An organism's proteins are the machines that make it work, that make it alive. Generally speaking, when there's any problem with those proteins, there'll be a problem with the whole organism. All genetically transmitted diseases are caused by some certain protein that is exhibited too much, too little, or is badly formed. Even in absence of a genetic disease, to work properly proteins must fold into the certain shape that nature has determined, their native conformation. Most of the time this isn't a problem -- proteins naturally seek out their native conformation due to Anfinsen's Dogma. However, certain circumstances can cause proteins to unfold and refold tangled in an aggregate lump with each other, or cause them to fold the wrong way when folding.

When a protein is completely folded or unfolded, it acts chemically neutral. It mostly doesn't bond with other molecules, and it's generally not attracted or repelled by other folded or unfolded proteins. However, when it's in-between, in the actual process of folding or unfolding, it becomes "sticky" -- it tends to attract other partially folded proteins, and become entangled with them. For instance, the white of an egg is a liquid made up of various proteins, and when cooked the proteins all unfold and mix together. When allowed to cool, the proteins refold tangled up, forming the hard, edible fried egg texture that we are used to. While this may be delicious on the blue plate special, in the laboratory the result of this process is called an aggregate, and is often found with sad scientists' failed experiments.

We've known for quite a long time that Alzheimer's Disease was associated with buildups of neuritic plaque -- globs and fibers of hard, insoluble material in the brain's neurons. For most of that time, it wasn't known if these plaques were the cause of Alzheimer's, or a secondary effect of whatever was causing the primary damage. It turns out that amyloid precursor protein is broken down by the body into a very small (40 amino acids long, actually) protein called Ab. This protein is usually soluble, but with Alzheimer's the Ab proteins begin to accumulate together in insoluble amounts. The harmless Ab becomes the disease-causing plaque.

Interestingly, it appears that the crucial step -- the reason Alzheimer's often takes 70 or 80 years to come on -- is the establishment of the plaque. That is, Ab doesn't tend to accumulate at all by itself, it needs other Ab plaque to become entangled in. Much like ice, where crystallization will occur much more rapidly if subzero degree water is seeded with ice crystals, amyloid plaques grow more rapidly when there's something to attach to. It remains to be seen where and why Ab proteins start accumulating in the first place, but once we find the cause we should be able to stop Alzheimer's Disease for good by blocking it.

Diseases caused by prions, like Mad Cow / Creutzfeldt-Jacob are also, in essence, protein folding disorders. These are caused by a certain protein, named PrP, that will stay in a mis-folded conformation (PrPsc) if encouraged to go into it in the first place. In most people, the PrP protein folds normally, leaving the person healthy. Rarely, a mutation in the PrP gene will allow the protein to be made incorrectly, and it will fold incorrectly, making a PrPsc prion. These prions, when exposed to PrP which is in the process of folding, will encourage that PrP to fold badly too, thus creating another PrPsc. While PrP can be processed and cleaned out of a cell once it has been used, PrPsc is shaped differently enough that it can't be, so it never goes away. PrPsc, much more quickly than with Ab in Alzheimer's, builds up into plaques, handily destroying whatever nervous tissue it's building up in. See the writeups under prion for more on this.

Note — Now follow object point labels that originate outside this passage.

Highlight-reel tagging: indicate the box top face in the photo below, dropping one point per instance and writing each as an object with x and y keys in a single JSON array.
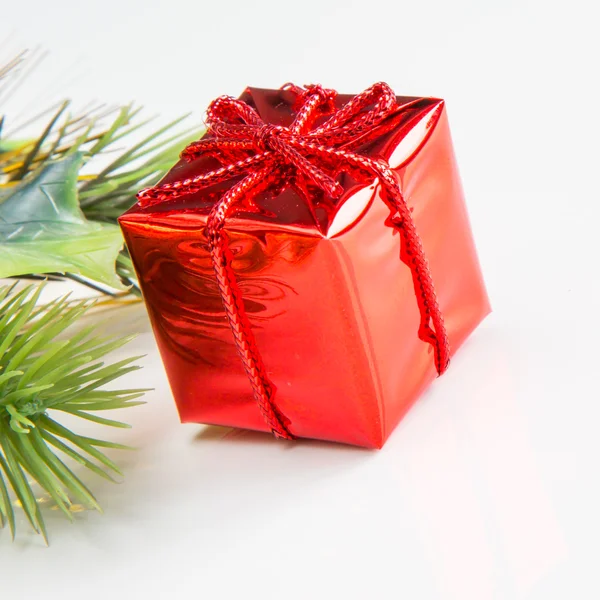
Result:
[{"x": 293, "y": 202}]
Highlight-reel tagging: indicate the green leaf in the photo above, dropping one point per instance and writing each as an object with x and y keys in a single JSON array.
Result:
[
  {"x": 43, "y": 230},
  {"x": 64, "y": 375}
]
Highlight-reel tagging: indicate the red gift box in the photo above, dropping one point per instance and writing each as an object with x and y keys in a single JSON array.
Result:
[{"x": 324, "y": 280}]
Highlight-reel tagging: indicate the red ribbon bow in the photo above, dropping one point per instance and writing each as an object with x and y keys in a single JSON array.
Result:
[{"x": 264, "y": 153}]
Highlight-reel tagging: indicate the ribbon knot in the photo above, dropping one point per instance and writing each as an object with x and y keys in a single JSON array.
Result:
[
  {"x": 264, "y": 134},
  {"x": 262, "y": 153}
]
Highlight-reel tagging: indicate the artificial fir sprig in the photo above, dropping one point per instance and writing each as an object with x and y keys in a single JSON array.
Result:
[
  {"x": 44, "y": 372},
  {"x": 111, "y": 169}
]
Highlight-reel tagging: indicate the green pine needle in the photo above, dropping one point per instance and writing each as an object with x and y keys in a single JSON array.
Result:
[{"x": 45, "y": 372}]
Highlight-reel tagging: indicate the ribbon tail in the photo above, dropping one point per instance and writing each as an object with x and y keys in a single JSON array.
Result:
[
  {"x": 413, "y": 255},
  {"x": 262, "y": 387}
]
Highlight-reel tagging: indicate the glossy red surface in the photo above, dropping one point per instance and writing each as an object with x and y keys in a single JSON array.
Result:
[{"x": 332, "y": 305}]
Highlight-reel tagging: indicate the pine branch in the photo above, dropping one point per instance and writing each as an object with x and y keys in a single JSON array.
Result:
[
  {"x": 43, "y": 373},
  {"x": 95, "y": 132}
]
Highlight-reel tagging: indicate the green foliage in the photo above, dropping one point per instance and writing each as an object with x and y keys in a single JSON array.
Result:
[
  {"x": 113, "y": 174},
  {"x": 42, "y": 373},
  {"x": 42, "y": 228}
]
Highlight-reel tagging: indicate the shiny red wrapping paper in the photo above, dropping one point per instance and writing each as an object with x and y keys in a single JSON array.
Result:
[{"x": 331, "y": 304}]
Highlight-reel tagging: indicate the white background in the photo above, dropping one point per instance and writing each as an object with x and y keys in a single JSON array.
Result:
[{"x": 489, "y": 488}]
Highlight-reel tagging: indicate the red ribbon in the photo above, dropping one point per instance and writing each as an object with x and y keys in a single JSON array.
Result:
[{"x": 263, "y": 154}]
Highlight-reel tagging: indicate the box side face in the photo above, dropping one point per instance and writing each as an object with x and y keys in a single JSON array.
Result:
[
  {"x": 402, "y": 364},
  {"x": 295, "y": 297}
]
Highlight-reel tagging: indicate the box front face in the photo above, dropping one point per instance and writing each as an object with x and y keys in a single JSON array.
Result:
[{"x": 296, "y": 297}]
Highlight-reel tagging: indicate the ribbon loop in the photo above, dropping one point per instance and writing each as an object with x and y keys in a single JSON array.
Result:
[{"x": 248, "y": 147}]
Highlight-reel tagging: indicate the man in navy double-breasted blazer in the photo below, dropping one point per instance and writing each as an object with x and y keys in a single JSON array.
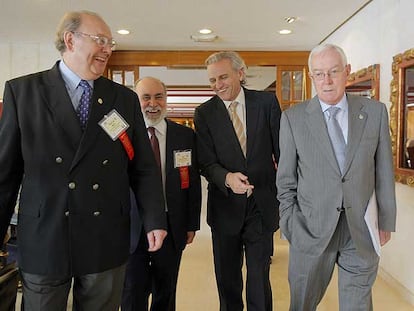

Besides building up un-processable plaques, protein folding errors can leave behind too little of the effective conformation for it to do its job. This is the case with diseases like Cystic Fibrosis, and many other hereditary diseases. Cystic Fibrosis results from lack of a protein that regulates chloride ion transport through a cell membrane. Findings show that while this protein seems to be forming correctly, there is a problem with one of its associated chaperone proteins. Chaperone proteins help encourage unfolded proteins to fold in the right way by surrounding them and protecting their movement. In Cystic Fibrosis, the chaperone doesn't pull away from the transport protein smoothly, leaving it partially mis-folded and useless. The broken chaperone protein then moves on to do the same thing to another transport protein, and so forth.